Figure 6. Capability list
Figure 6. Capability list

An access control list associates column with each object. That is, each object stores a list of access permissions for all the domains (subjects). Another way of breaking up the access control matrix is by rows. We can associate a row of the table with each domain (subject). This is called a capability list. A capability** is the set of operations that the subject is allowed to perform on a specific object. Each subject now has a complete list of capabilities.

Before the operating system performs a request on an object, it will check the subjects capability list and see if the requested access is allowed for that object. A process, of course, cannot freely modify its capability list unless it has a control attribute for all objects in the domain or is the owned of a specific object.

Capability lists have the advantage that, because they are associated with a subject, the system does not have to read any additional data to check access rights each time an object is accessed, as it has to do to read an access control list. It is also very easy to delegate rights from one user to another user: simply copy the capability list. If a user must be deleted, it is also easy to handle that: simply delete the capability associated with that user; there is no need to go through the access control list of every file in the file system.

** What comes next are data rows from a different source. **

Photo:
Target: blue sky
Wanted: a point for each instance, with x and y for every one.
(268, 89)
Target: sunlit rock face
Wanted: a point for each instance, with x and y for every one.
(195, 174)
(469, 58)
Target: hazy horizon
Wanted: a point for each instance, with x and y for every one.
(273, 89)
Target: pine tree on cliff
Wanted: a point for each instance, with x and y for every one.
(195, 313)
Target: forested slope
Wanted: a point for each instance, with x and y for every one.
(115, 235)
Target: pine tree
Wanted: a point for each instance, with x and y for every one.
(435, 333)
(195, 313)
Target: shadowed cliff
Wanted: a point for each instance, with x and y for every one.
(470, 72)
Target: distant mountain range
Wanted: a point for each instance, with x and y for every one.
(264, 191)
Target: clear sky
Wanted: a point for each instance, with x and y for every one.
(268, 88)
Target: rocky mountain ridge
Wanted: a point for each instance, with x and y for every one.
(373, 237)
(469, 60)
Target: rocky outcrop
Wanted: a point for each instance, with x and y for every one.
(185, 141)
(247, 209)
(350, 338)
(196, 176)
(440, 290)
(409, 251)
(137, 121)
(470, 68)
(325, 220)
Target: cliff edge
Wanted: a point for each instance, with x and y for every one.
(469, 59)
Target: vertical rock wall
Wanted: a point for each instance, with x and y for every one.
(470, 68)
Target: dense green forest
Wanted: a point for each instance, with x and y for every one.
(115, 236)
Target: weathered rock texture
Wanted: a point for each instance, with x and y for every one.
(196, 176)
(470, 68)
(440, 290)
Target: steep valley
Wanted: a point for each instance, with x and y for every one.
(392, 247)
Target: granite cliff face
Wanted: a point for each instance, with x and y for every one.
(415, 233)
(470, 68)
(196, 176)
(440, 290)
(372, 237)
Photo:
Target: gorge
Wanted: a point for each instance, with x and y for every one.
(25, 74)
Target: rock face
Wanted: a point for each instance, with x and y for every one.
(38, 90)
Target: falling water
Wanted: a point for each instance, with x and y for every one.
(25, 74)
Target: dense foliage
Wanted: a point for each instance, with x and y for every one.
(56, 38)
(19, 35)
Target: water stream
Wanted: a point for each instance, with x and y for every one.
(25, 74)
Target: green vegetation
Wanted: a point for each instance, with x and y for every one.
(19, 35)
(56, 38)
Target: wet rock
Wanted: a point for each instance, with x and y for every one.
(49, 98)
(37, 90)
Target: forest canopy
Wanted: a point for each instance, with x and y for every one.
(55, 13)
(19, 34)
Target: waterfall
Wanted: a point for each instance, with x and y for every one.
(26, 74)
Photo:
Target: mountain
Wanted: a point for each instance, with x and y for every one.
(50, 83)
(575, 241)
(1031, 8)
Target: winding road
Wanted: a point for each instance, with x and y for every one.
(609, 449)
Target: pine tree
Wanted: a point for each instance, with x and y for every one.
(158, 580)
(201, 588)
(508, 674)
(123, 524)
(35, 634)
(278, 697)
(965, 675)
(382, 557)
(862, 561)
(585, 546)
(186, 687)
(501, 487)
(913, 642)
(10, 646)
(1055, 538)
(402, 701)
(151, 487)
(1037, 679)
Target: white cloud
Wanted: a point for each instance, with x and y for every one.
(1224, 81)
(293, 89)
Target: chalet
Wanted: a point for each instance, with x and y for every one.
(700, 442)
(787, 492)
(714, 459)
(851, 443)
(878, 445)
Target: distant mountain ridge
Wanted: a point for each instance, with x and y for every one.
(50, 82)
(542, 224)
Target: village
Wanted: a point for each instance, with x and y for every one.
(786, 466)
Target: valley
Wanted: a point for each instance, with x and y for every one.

In practical use, the disadvantages of capability lists outweigh its advantages. It is incredibly difficult to change a file’s access permissions on a global level: you have to go through ever user’s capability list and modify it. There is no easy way to find all users that have access to a resource short of checking every user’s capability list. Capability lists have generally failed to attain mainstream use. They were deployed in IBM’s AS/400 system and in a research system from Cambridge University called CAP. Beyond that, access control lists (either full ones or the truncated Unix versions) won out.

However, the idea of a capability list is useful with networked services. You often connect to servers that do not know you and where you do not have an account. In such cases, authorization and single sign-on services such as OAuth and Kerberos can provide an unmodifiable message stating who a user is and what operations they are allowed to perform.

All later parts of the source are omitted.